The Truth About Blackbeard's Gruesome Death

The likes of the Pirates of the Caribbean movies and Robert Louis Stevenson's novel Treasure Island have given popular culture a view of pirates that's romanticized, to say the least. While they actually may have buried treasure in some instances, they didn't spend their days merrily sipping rum on desert islands. Pirating was a harsh, desperate vocation, and those who resorted to it were often forced to leave their morals and decency aside, along with any concept of personal hygiene.

The most notorious pirate of all time would have to be Blackbeard, a formidable foe who suffered a grim and protracted death in battle.

It's hard to find sources that agree, but there's some evidence he began his seafaring career as Edward Teach. Originally, he was believed to be a legitimate British privateer, though, according to Britannica, he seems to have taken up piracy after the War of Spanish Succession (which raged from 1701 until 1713). After terrorizing the colonies for several years, Blackbeard seems to have experienced a change of heart and attempted to reform.

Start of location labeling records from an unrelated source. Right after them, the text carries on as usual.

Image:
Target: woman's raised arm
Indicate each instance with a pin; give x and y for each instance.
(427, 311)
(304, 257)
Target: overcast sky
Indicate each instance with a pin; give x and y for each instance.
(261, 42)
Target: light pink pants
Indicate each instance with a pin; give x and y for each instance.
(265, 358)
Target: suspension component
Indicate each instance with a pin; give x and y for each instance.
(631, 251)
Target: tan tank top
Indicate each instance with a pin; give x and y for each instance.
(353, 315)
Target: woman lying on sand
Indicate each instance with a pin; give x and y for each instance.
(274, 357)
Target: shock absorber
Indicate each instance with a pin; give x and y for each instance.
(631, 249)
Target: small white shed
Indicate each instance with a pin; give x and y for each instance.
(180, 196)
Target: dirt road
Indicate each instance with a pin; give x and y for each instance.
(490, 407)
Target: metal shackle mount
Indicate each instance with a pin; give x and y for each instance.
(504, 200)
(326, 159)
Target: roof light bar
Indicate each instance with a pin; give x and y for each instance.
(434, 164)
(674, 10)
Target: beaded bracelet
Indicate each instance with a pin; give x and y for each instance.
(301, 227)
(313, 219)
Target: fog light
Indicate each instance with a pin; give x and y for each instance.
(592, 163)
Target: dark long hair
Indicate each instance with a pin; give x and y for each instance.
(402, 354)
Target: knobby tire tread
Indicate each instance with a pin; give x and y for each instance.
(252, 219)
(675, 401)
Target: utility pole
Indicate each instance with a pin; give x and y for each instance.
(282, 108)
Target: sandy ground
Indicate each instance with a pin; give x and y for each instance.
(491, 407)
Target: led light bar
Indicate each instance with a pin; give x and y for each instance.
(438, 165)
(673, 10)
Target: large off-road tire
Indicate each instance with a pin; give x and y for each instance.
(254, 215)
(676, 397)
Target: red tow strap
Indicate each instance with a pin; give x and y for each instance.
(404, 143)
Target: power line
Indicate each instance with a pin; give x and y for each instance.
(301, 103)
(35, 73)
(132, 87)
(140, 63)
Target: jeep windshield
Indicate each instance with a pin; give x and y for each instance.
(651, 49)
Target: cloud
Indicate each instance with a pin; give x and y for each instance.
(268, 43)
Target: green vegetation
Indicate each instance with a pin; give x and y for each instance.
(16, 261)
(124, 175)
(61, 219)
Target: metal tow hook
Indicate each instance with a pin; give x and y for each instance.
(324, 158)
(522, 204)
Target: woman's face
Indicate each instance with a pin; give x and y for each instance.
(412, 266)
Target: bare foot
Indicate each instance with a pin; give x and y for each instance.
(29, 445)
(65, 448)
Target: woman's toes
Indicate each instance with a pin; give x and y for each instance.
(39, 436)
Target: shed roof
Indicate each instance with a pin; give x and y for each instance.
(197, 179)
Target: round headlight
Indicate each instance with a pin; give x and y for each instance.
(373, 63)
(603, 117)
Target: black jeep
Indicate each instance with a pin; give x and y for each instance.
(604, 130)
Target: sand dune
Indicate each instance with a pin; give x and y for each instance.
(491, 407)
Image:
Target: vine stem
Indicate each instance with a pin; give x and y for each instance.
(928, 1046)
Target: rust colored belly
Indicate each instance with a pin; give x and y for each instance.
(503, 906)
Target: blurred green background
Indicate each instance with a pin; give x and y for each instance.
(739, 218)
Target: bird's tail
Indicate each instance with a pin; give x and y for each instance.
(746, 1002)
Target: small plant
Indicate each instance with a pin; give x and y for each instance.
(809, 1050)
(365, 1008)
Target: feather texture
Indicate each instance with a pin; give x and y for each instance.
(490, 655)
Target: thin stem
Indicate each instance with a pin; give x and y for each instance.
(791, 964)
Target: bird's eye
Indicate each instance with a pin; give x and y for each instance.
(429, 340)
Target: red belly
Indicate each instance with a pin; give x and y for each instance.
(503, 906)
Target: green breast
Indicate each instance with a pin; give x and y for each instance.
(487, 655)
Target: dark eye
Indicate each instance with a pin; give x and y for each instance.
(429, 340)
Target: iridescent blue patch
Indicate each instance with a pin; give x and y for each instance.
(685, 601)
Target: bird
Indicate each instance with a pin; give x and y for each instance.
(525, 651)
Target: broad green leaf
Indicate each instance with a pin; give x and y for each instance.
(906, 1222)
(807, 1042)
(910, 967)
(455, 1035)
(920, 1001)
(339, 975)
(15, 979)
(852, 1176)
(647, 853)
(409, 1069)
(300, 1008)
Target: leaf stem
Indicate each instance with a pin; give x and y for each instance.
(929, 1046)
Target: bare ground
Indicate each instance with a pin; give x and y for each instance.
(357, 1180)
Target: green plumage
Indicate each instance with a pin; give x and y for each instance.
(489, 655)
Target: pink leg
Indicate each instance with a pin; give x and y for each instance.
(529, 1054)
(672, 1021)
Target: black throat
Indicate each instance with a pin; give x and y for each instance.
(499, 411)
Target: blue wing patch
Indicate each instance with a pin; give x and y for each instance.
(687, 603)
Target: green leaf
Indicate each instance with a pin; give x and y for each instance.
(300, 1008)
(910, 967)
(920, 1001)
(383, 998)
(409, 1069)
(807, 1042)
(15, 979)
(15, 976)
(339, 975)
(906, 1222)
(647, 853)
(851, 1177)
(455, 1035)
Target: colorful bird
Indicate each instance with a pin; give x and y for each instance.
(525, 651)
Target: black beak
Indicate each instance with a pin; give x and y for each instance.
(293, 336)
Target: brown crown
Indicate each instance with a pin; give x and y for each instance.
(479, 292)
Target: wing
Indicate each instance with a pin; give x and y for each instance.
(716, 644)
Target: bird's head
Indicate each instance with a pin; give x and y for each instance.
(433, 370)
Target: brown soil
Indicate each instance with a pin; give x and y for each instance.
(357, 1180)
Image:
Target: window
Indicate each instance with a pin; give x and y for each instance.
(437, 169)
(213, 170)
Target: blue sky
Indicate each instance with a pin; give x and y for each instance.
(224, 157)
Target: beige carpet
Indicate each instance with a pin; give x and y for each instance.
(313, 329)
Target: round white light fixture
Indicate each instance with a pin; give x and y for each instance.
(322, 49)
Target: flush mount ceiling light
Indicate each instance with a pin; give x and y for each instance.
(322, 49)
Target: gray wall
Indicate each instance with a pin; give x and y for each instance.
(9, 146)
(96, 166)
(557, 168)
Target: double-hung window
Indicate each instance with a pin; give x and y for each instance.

In May 1718, per History, he appealed to North Carolina Governor Charles Eden for a pardon. The authorities did not seem willing to let bygones be bygones. The pirate was still enough of a threat for Lieutenant Robert Maynard and his men to be sent to Blackbeard's base at Ocracoke Island to finish him. Permanently.

Six minutes of furious fighting

The battle took place on November 22, 1718, and was awfully gory from the onset. Maynard later reported (via History) that, as soon as the two opposing forces were in earshot of each other, Blackbeard "drank damnation to me and my men, whom he styled sniveling puppies, saying he would neither give nor take quarter."

Blackbeard launched waves of powerful cannon fire that killed one of Maynard's commanders and sent his forces into disarray. Only through Maynard's quick thinking was the day saved: He ordered his men below the decks, and when Blackbeard and his forces boarded what looked like scantly-defended vessels to scupper them, the pirates were ambushed from below decks by around a dozen men.

A furious six-minute skirmish ensued, according to Time, in which Maynard reported that his men were "miserably cut and mangled." None suffered more than Blackbeard himself, though: The dread pirate "fell with five shot in him and 20 dismal cuts in several parts of his body," according to Maynard (via History). Having won the day, Maynard decapitated Blackbeard's body, had it pitched into the ocean, and sailed back to Virginia with his head as a grisly prize.